TVonics DTR-Z500 Freeview PVR review

4 out of 5
£200

For

500GB of storage, easy to use, some nice features

Against

Can't favourite channels, design is a bit niche, no off switch

Pausing live TV isn't just about getting Sky+ you know, there are other variants that don't require you to pay a monthly subscription, but with Sky boasting such an easy interface can TVonics challenge? We get watching TV to find out.

Small, black and glossy, the TVonics DTR-Z500 is a personal video recorder that offers the ability to pause live television as well as record up to 268 hours of your favourite shows at the touch of a button.

The design, which looks like a cross between a large external portable hard drive and something you would find in a boy racer's modded Renault 5 won't be to everyone's taste, nor will it fit in with everyone's home cinema system due to the awkward shape.

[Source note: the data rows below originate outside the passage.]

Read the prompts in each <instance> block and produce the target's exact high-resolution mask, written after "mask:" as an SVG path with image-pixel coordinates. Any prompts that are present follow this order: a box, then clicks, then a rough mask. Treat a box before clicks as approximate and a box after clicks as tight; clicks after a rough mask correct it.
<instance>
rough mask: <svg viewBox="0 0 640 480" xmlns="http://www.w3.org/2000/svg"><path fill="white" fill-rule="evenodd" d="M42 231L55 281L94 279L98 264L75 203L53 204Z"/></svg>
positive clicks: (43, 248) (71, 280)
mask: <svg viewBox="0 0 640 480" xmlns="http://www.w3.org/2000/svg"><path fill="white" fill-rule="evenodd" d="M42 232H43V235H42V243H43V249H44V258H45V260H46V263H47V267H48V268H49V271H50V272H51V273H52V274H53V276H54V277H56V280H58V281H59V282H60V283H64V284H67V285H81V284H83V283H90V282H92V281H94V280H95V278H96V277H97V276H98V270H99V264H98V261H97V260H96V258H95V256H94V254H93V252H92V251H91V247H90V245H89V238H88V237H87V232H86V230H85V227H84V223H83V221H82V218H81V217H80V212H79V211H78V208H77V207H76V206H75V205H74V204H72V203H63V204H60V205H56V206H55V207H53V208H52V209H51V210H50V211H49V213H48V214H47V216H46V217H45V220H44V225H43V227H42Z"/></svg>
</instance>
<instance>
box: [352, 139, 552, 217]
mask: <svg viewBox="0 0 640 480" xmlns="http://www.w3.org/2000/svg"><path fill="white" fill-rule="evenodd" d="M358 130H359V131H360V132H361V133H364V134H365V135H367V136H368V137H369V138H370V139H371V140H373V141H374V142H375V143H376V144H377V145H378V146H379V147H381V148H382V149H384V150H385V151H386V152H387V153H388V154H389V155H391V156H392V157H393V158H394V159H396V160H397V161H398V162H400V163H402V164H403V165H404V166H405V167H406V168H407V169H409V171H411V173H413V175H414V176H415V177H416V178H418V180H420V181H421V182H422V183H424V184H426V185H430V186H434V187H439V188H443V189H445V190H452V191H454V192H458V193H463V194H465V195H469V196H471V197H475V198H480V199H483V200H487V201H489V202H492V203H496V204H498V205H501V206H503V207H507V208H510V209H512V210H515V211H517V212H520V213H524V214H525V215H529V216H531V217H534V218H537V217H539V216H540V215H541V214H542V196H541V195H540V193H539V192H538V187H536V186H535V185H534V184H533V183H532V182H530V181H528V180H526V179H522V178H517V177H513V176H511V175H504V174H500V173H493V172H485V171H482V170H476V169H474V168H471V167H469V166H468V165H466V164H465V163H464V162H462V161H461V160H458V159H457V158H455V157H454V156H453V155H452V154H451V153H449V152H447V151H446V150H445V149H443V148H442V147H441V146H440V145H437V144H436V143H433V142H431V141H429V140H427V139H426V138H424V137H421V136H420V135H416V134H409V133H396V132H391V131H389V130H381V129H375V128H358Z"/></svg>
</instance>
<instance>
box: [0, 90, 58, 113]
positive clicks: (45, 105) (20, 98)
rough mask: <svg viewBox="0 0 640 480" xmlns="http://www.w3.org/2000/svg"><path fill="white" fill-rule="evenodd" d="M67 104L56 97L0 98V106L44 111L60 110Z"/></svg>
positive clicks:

Three lights on the front give you some understanding what is going on, and the unit itself is completely buttonless (that includes an on/off switch). Around the back and you get a rather basic offering. Aerial in and out, Scart in and out. No HDMI or optical sockets are present. HDMI is understandable: this doesn't support HD recording or content, however as so many devices are connecting this way, it's strange to see it missing.

Plug it in to the wall (remember you can't turn it on via a switch) and the unit jumps into action auto tuning ready to get you going. The whole process takes around 2 minutes and you'll be watching your new channels faster than you can say "what's that button do".

With 500GB of storage space the box suggests you'll get around 268 hours of recording and rather than give you a percentage always lets you know the hours you've got left. It's a nice touch as it gives you something you can understand rather than just reading "63%". I mean how long is that anyway?

The menu interface is simple but easy to understand although could easily get bogged down with 268 hours worth of recording to wade through. Series link selections are bundled together in a drop down menu to save space, but overall it's fairly easy to read. That easy to read EPG (electronic programming guide) gives you an 8-day TV guide in advance and you can record two channels while watching a third at any time.

Supporting Freeview+ you can series link programs at the press of a button and recordings and programmes due to be recorded are put into two separate areas to access later. It's the same as the Humax PVRs however we can't see why with the use of a logo you wouldn't want them in the same list so you can quickly see what's going on.

Nice features include a picture in picture option (thanks to that dual tuner, although you can't access it while recording) so you can keep an eye on the news while watching something else for example, a recording timeline appearing in the EPG so you can see whether you are recording something even if you've moved away from the page the channel is on, and finally the ability to see the shows that are on complete with info on other channels while still watching what you are currently on.

Rather than a 60 minute buffer as found on Sky+, the DTR-Z500 offers 2 hours as long as you've been on that channel for that amount of time and it is likely to come in handy if you've missed the start of a film (as long as you haven't changed channel).

Grumbles? There aren't many. With so many "crap" stations on Freeview now it's a shame that you can't create a favourites list. TVonics say you can choose to "hide" stations so you no longer see them however. It's a workaround, but not the same thing and therefore might not appeal.

Verdict

At £200 this massive hard drive PVR offers plenty of space for recording, probably more than you'll ever use, and some nice features for the money. It's quiet too.

The only grumbles likely to stop you investing are its unconventional design, the lack of a favourites option to save you having to wade through channels like Bid TV or ITV4 and the complete lack of an on switch (but when was the last time you turned your TV off at the wall?).

If you aren't looking for a subscription based offering (i.e., Sky) then this is one to check out.